Dopo la pizza da 100 euro pagata, mesi fa, dall’onorevole del PD Sergio D’Antoni nella pizzeria Sorbillo a Napoli, il gelato da 30 euro a Roma e il caffè da 10 euro al bancone e 25 al tavolino in un caffè di Napoli arriva ora anche il divieto di ingresso nei ristoranti per i politici. La nuova iniziativa anti casta parte da Fermignano, in provincia di Pesaro e Urbino. ‘Divieto di entrare a tutti i politici’, è scritto su un cartello all’ingresso della locanda ‘La Brace’. Quello di Lorenzo Vedovi è un ‘consiglio’ a ‘tutti i rappresentanti di partiti politici ad ogni livello, di qualsiasi incarico’ di non entrare nel suo ristorante. “Una provocazione per attirare l’attenzione sul fatto che oggi gli imprenditori sono costretti a fare gli equilibristi”. Vedovi ha, comunque,  specificato che “non tutti sono corrotti e responsabili dei problemi che il nostro paese sta attraversando, ma fino a quando non vi sarà chi denuncerà i propri colleghi colpevoli di illeciti, i politici sono pregati di non varcare la soglia del mio ristorante”.

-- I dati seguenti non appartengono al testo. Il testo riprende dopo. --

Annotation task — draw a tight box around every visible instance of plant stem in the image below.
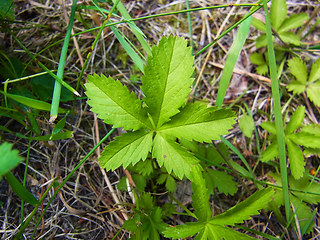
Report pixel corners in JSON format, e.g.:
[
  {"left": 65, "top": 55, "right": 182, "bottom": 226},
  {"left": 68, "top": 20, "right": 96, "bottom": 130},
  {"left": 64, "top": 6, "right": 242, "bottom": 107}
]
[
  {"left": 263, "top": 0, "right": 290, "bottom": 222},
  {"left": 49, "top": 0, "right": 78, "bottom": 123}
]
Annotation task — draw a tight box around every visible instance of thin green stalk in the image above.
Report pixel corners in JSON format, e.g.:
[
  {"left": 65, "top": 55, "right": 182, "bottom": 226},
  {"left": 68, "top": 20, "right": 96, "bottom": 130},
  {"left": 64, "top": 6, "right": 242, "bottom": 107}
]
[
  {"left": 2, "top": 70, "right": 56, "bottom": 84},
  {"left": 21, "top": 133, "right": 32, "bottom": 226},
  {"left": 215, "top": 16, "right": 252, "bottom": 108},
  {"left": 243, "top": 102, "right": 261, "bottom": 155},
  {"left": 30, "top": 128, "right": 115, "bottom": 239},
  {"left": 112, "top": 0, "right": 152, "bottom": 55},
  {"left": 26, "top": 4, "right": 262, "bottom": 75},
  {"left": 185, "top": 0, "right": 193, "bottom": 55},
  {"left": 220, "top": 136, "right": 254, "bottom": 178},
  {"left": 168, "top": 193, "right": 197, "bottom": 219},
  {"left": 5, "top": 28, "right": 79, "bottom": 97},
  {"left": 14, "top": 179, "right": 56, "bottom": 240},
  {"left": 263, "top": 0, "right": 290, "bottom": 221},
  {"left": 76, "top": 0, "right": 122, "bottom": 91},
  {"left": 196, "top": 4, "right": 262, "bottom": 57},
  {"left": 50, "top": 0, "right": 78, "bottom": 123}
]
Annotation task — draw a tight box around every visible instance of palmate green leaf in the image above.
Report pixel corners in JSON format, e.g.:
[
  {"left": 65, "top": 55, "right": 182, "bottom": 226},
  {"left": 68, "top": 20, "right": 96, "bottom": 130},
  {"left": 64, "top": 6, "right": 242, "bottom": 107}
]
[
  {"left": 307, "top": 81, "right": 320, "bottom": 107},
  {"left": 288, "top": 57, "right": 308, "bottom": 84},
  {"left": 204, "top": 169, "right": 238, "bottom": 196},
  {"left": 260, "top": 121, "right": 277, "bottom": 134},
  {"left": 268, "top": 172, "right": 320, "bottom": 233},
  {"left": 249, "top": 52, "right": 265, "bottom": 65},
  {"left": 288, "top": 132, "right": 320, "bottom": 148},
  {"left": 99, "top": 130, "right": 153, "bottom": 170},
  {"left": 191, "top": 167, "right": 211, "bottom": 222},
  {"left": 203, "top": 224, "right": 256, "bottom": 240},
  {"left": 261, "top": 142, "right": 279, "bottom": 163},
  {"left": 210, "top": 188, "right": 274, "bottom": 226},
  {"left": 270, "top": 0, "right": 287, "bottom": 31},
  {"left": 164, "top": 222, "right": 255, "bottom": 240},
  {"left": 239, "top": 113, "right": 254, "bottom": 138},
  {"left": 309, "top": 57, "right": 320, "bottom": 83},
  {"left": 287, "top": 80, "right": 306, "bottom": 95},
  {"left": 159, "top": 102, "right": 235, "bottom": 143},
  {"left": 279, "top": 32, "right": 301, "bottom": 45},
  {"left": 279, "top": 13, "right": 309, "bottom": 33},
  {"left": 86, "top": 74, "right": 151, "bottom": 130},
  {"left": 286, "top": 106, "right": 305, "bottom": 134},
  {"left": 163, "top": 222, "right": 205, "bottom": 239},
  {"left": 256, "top": 34, "right": 267, "bottom": 48},
  {"left": 290, "top": 174, "right": 320, "bottom": 205},
  {"left": 141, "top": 35, "right": 194, "bottom": 128},
  {"left": 257, "top": 64, "right": 269, "bottom": 75},
  {"left": 0, "top": 142, "right": 24, "bottom": 180},
  {"left": 252, "top": 17, "right": 266, "bottom": 32},
  {"left": 286, "top": 139, "right": 304, "bottom": 179},
  {"left": 152, "top": 132, "right": 199, "bottom": 179},
  {"left": 301, "top": 123, "right": 320, "bottom": 135}
]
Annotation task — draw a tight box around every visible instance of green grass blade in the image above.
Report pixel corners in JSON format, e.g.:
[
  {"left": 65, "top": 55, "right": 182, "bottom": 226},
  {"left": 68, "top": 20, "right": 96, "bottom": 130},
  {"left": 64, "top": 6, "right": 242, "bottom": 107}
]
[
  {"left": 5, "top": 172, "right": 39, "bottom": 206},
  {"left": 109, "top": 23, "right": 145, "bottom": 72},
  {"left": 220, "top": 136, "right": 254, "bottom": 178},
  {"left": 112, "top": 0, "right": 151, "bottom": 55},
  {"left": 0, "top": 91, "right": 66, "bottom": 113},
  {"left": 263, "top": 0, "right": 290, "bottom": 221},
  {"left": 4, "top": 27, "right": 79, "bottom": 97},
  {"left": 185, "top": 0, "right": 194, "bottom": 55},
  {"left": 50, "top": 0, "right": 77, "bottom": 123},
  {"left": 21, "top": 134, "right": 32, "bottom": 225},
  {"left": 196, "top": 4, "right": 262, "bottom": 57},
  {"left": 14, "top": 179, "right": 56, "bottom": 239},
  {"left": 216, "top": 16, "right": 252, "bottom": 108}
]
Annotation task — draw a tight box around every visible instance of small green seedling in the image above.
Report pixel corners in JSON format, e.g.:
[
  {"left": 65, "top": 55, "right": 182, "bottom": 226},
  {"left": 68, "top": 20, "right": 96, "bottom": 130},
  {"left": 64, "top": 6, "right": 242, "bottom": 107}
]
[
  {"left": 287, "top": 57, "right": 320, "bottom": 107},
  {"left": 267, "top": 172, "right": 320, "bottom": 236},
  {"left": 252, "top": 0, "right": 309, "bottom": 47},
  {"left": 250, "top": 0, "right": 309, "bottom": 75},
  {"left": 163, "top": 167, "right": 275, "bottom": 239},
  {"left": 260, "top": 106, "right": 320, "bottom": 179},
  {"left": 85, "top": 35, "right": 235, "bottom": 179}
]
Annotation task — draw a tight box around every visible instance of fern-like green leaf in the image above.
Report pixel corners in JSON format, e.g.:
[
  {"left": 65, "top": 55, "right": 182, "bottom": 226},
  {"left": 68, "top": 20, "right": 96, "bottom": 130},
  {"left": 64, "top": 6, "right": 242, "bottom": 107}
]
[
  {"left": 206, "top": 224, "right": 256, "bottom": 240},
  {"left": 286, "top": 106, "right": 305, "bottom": 134},
  {"left": 159, "top": 102, "right": 235, "bottom": 142},
  {"left": 309, "top": 57, "right": 320, "bottom": 83},
  {"left": 279, "top": 13, "right": 309, "bottom": 33},
  {"left": 279, "top": 32, "right": 301, "bottom": 45},
  {"left": 86, "top": 74, "right": 151, "bottom": 130},
  {"left": 163, "top": 222, "right": 205, "bottom": 239},
  {"left": 210, "top": 188, "right": 274, "bottom": 226},
  {"left": 99, "top": 130, "right": 153, "bottom": 170},
  {"left": 286, "top": 139, "right": 304, "bottom": 179},
  {"left": 288, "top": 132, "right": 320, "bottom": 148},
  {"left": 141, "top": 35, "right": 194, "bottom": 128},
  {"left": 191, "top": 167, "right": 211, "bottom": 222},
  {"left": 152, "top": 132, "right": 198, "bottom": 179},
  {"left": 288, "top": 57, "right": 308, "bottom": 84},
  {"left": 287, "top": 81, "right": 306, "bottom": 95},
  {"left": 270, "top": 0, "right": 287, "bottom": 31},
  {"left": 204, "top": 169, "right": 238, "bottom": 196},
  {"left": 307, "top": 81, "right": 320, "bottom": 107},
  {"left": 261, "top": 141, "right": 279, "bottom": 162},
  {"left": 0, "top": 142, "right": 24, "bottom": 180},
  {"left": 260, "top": 121, "right": 277, "bottom": 135}
]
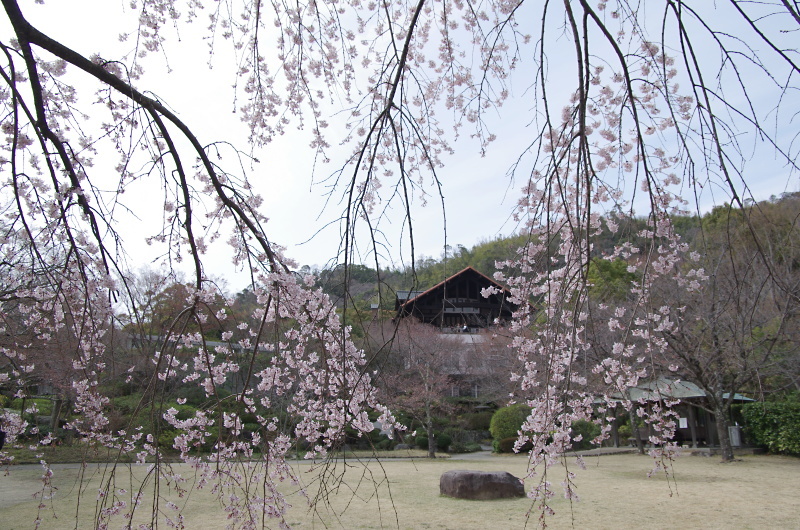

La Casta, naturalmente, non ha gradito la mossa del ristoratore ed è subito scesa in piazza per difendere i suoi diritti. “Siamo al divieto di ingresso al ristorante ai politici, come ai cani: a quando l’obbligo per chi fa politica di girare con una croce gialla sulla giacca, come gli Ebrei sotto Hitler?”si è chiesto, sdegnato, l’on. Luca Paolini, deputato della Lega Nord. L’esponente del Carroccio ha incassato l’immediata solidarietà del deputato campano Vincenzo D’Anna, membro della Giunta per le Autorizzazioni a procedere di Montecitorio ed esponente della consulta regionale del Pdl Campania. “Il sonno della ragione genera mostri” ha sottolineato il parlamentare D’Anna. “Il clima di odio e di livore contro Berlusconi si è esteso a tutti. Complici guitti, comici, demagoghi alla Di Pietro, giornalisti milionari alla Santoro e Travaglio, giornali di regime ed i grandi potentati economici che ne detengono la proprietà che giocano allo sfascio del sistema democratico”. “Al di la delle colpe delle eterne classi dirigenti dei partiti politici che ripercorrono antiche strade – prosegue l’esponente del Pdl – è in pericolo il ruolo del Parlamento e delle istituzioni nazionali.
Il qualunquismo attecchisce laddove svaniscono le politiche assistenziali dello statalismo pauperistico con il relativo debito pubblico. L’opportunismo dei beneficiati da quel sistema, degli evasori impenitenti fanno il resto”.